*Note: All links imbedded in the text are also available with full URLs at the end of this document

What is Data Citation and Why Is It Important?

The current trend towards improved transparency and reproducibility in science is pushing researchers and institutions to develop new strategies for managing the data they produce. Increasingly, publishers insist on access to the datasets underpinning submissions, and national funding agencies are establishing policies requiring the open sharing of data as a condition of receiving grants. These changes are driving the creation of new tools to ensure data is findable, accessible, and reusable and remains so into the future.

Much like citations for published works, data citations based on persistent identifiers (PIDs) provide a way to find the exact source material used in a given piece of research. For digital objects, PIDs are needed to provide a single, consistent “location” where that object can be found on the web. One of the most commonly used PIDs is the Digital Object Identifier, or DOI, a permanent link which will always resolve to a particular resource (or a comprehensive record for that resource).

Dynamic Data Citation

Persistent identifiers are straightforward to create for finished objects, such as a published paper or complete dataset. Dynamic data that changes over time, like ONC’s continuously accumulating data streams, are more difficult to affix identifiers to, as the dataset is constantly evolving. To reliably and reproducibly cite dynamic data requires more detailed information about specific subsets of the data, such as the exact date and time the data was retrieved, and any search parameters used in selecting a particular subset. However, it’s not feasible to mint a new DOI for every single change to an evolving dataset, and preserving complete previous versions of all data is beyond any institution’s storage capacity.

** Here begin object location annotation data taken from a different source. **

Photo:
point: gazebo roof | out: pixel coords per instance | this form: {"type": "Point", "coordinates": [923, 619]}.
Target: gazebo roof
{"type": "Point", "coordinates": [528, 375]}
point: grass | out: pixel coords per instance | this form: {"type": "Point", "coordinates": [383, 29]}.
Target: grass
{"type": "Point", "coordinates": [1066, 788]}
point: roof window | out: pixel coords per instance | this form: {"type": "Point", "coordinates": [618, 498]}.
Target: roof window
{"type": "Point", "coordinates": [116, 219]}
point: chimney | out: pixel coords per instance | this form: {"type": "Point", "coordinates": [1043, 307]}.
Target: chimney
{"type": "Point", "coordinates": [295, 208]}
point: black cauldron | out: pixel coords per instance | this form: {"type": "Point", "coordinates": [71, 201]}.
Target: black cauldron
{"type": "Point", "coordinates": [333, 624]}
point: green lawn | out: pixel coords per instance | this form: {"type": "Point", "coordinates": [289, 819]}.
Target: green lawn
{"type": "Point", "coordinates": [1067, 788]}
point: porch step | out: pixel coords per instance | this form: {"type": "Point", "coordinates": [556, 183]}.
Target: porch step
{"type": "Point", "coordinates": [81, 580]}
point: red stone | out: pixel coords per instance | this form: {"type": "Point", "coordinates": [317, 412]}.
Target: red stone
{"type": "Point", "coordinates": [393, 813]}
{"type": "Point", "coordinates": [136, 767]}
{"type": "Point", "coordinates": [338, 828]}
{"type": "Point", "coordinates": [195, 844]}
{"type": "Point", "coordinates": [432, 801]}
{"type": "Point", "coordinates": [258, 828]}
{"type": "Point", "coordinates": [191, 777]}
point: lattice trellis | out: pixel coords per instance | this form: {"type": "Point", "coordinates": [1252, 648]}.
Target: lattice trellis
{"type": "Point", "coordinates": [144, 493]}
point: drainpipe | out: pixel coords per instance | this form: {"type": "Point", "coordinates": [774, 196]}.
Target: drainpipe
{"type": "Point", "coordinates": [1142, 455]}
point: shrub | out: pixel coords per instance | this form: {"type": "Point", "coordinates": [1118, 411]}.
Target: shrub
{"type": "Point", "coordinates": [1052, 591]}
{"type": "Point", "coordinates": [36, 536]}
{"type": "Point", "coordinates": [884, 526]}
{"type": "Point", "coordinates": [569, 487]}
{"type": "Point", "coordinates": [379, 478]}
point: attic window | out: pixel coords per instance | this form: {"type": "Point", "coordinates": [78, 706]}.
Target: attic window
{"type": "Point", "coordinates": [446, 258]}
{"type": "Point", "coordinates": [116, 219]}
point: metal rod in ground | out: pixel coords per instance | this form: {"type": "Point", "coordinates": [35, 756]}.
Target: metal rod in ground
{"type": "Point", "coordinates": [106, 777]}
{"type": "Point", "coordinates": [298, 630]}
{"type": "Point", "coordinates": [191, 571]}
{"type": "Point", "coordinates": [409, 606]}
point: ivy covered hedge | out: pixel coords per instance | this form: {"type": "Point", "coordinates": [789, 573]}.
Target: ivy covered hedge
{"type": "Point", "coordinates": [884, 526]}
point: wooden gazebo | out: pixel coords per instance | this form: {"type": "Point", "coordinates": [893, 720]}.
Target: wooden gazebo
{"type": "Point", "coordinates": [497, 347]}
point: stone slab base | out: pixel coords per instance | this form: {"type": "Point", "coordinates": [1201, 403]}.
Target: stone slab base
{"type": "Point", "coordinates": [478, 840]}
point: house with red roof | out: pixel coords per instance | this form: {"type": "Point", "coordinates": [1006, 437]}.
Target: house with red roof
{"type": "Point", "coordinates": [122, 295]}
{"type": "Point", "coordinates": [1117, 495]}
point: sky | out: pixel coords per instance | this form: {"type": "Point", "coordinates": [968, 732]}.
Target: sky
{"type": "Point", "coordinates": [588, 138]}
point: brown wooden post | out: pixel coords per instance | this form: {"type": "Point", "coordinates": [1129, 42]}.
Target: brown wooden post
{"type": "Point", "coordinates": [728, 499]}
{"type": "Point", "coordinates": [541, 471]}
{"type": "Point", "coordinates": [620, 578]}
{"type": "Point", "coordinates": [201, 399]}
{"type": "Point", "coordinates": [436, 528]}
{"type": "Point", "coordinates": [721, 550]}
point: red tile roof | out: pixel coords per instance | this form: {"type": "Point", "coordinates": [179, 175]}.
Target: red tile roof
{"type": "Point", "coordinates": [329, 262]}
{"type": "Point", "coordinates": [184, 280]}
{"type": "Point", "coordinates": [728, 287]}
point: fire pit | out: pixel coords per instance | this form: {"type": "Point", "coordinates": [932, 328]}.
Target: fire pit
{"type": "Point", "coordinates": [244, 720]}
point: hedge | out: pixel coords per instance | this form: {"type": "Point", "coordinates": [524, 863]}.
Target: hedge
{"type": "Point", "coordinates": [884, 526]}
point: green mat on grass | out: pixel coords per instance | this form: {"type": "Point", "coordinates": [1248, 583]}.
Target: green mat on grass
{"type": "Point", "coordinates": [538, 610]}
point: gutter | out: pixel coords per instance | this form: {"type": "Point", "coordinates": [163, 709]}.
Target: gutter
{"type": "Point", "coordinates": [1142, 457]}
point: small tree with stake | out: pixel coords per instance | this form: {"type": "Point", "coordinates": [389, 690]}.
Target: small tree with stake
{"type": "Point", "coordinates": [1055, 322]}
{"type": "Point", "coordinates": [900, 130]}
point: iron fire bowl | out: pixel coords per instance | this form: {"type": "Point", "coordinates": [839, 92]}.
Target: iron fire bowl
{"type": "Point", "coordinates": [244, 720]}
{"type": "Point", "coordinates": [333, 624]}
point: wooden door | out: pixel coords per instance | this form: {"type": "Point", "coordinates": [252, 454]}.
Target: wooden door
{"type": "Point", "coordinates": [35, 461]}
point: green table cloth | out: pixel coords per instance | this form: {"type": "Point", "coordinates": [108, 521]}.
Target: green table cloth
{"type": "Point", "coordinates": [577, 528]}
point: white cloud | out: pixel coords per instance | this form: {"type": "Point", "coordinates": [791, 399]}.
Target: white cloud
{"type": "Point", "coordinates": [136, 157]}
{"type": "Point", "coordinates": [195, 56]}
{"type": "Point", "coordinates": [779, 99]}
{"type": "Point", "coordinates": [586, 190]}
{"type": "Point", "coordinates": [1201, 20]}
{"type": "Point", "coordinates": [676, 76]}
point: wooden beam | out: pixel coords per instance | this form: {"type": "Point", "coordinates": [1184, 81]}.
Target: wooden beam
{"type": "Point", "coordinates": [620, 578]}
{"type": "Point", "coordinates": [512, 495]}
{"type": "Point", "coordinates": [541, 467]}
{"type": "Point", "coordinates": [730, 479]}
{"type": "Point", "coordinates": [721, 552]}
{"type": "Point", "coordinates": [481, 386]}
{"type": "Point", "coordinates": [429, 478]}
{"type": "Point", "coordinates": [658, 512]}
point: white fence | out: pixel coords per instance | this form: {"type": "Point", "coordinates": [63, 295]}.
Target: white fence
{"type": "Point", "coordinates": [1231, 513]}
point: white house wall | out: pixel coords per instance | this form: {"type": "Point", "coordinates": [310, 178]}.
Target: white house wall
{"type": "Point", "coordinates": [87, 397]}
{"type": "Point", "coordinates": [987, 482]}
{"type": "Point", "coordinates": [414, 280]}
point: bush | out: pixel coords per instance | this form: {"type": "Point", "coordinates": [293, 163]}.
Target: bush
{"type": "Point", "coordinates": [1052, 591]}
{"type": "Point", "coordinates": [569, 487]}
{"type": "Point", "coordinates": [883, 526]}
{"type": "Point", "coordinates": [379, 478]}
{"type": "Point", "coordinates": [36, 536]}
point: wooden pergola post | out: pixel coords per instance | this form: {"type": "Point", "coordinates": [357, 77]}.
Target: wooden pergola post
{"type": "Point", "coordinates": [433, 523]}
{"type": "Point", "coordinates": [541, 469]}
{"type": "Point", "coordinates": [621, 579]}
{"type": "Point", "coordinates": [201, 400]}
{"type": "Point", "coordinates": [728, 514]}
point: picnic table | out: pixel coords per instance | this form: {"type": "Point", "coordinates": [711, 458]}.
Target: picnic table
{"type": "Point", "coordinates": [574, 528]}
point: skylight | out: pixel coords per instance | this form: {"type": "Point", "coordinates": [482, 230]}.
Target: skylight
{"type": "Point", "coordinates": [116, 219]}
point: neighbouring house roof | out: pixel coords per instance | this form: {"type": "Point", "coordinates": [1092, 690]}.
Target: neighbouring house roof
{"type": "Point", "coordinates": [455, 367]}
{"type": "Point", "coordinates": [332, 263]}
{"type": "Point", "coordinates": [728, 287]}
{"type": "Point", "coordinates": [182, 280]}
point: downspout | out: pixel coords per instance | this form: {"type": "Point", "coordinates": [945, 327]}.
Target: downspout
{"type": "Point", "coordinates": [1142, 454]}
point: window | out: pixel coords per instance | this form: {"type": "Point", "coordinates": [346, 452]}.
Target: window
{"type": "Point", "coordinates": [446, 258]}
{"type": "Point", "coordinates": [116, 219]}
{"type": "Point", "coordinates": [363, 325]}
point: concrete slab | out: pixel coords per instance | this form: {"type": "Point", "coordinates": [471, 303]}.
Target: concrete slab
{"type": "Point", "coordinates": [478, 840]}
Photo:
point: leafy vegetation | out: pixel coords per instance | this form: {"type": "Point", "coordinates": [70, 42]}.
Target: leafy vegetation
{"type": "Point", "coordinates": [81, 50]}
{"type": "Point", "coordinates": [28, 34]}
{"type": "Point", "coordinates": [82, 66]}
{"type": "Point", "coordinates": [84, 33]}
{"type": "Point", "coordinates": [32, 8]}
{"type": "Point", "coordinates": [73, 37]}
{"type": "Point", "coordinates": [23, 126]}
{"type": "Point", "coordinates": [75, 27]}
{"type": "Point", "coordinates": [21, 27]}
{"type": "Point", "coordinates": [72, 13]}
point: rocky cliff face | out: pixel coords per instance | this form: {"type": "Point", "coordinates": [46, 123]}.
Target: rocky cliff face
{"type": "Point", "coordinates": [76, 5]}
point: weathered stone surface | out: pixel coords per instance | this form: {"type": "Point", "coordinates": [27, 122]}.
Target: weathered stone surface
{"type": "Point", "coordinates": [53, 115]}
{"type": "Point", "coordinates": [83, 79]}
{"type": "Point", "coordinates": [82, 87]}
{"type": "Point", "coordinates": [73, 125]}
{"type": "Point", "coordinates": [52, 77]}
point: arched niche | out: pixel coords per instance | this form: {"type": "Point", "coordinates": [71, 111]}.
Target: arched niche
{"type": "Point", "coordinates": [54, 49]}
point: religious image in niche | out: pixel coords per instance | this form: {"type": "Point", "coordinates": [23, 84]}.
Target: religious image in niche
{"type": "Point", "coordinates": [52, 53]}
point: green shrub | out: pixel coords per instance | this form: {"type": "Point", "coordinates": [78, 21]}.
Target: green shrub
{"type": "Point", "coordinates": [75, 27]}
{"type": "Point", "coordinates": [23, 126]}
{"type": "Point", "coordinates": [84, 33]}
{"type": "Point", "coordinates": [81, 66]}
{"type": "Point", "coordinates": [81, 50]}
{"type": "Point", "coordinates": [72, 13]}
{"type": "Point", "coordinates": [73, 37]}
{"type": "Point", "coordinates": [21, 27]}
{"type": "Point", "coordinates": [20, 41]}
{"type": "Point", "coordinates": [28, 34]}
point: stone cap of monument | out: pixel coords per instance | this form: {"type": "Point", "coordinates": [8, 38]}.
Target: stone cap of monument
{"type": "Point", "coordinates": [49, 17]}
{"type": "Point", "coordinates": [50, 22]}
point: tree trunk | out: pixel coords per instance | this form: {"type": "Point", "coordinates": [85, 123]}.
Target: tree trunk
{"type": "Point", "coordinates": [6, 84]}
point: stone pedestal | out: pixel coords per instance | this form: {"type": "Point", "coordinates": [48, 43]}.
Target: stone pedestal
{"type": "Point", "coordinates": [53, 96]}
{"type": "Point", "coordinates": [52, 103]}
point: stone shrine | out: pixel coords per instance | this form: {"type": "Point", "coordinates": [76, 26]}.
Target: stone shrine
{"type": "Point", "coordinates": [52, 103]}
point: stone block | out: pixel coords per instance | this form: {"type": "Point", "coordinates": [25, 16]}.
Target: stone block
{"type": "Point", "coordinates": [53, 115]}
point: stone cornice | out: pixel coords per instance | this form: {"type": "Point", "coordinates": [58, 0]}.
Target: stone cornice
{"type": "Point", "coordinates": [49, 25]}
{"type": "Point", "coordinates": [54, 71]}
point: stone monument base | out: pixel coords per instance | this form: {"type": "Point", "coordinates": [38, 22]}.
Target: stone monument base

In February 2015, the Research Data Alliance (RDA) Working Group on Dynamic Data Citation (WGDC) released a set of 14 recommendations to guide best practices for persistently and reproducibly identifying these kinds of dataset. The recommendations rest on 3 pillars:

Versioning - Major changes to a dataset are marked with a new version number.
Timestamping - Queries made to the database are saved along with metadata about exactly when and how they were made.
Query Preservation - PIDs are assigned not only to the whole dataset, but also to each time-stamped query used to extract a particular data subset from the repository’s database.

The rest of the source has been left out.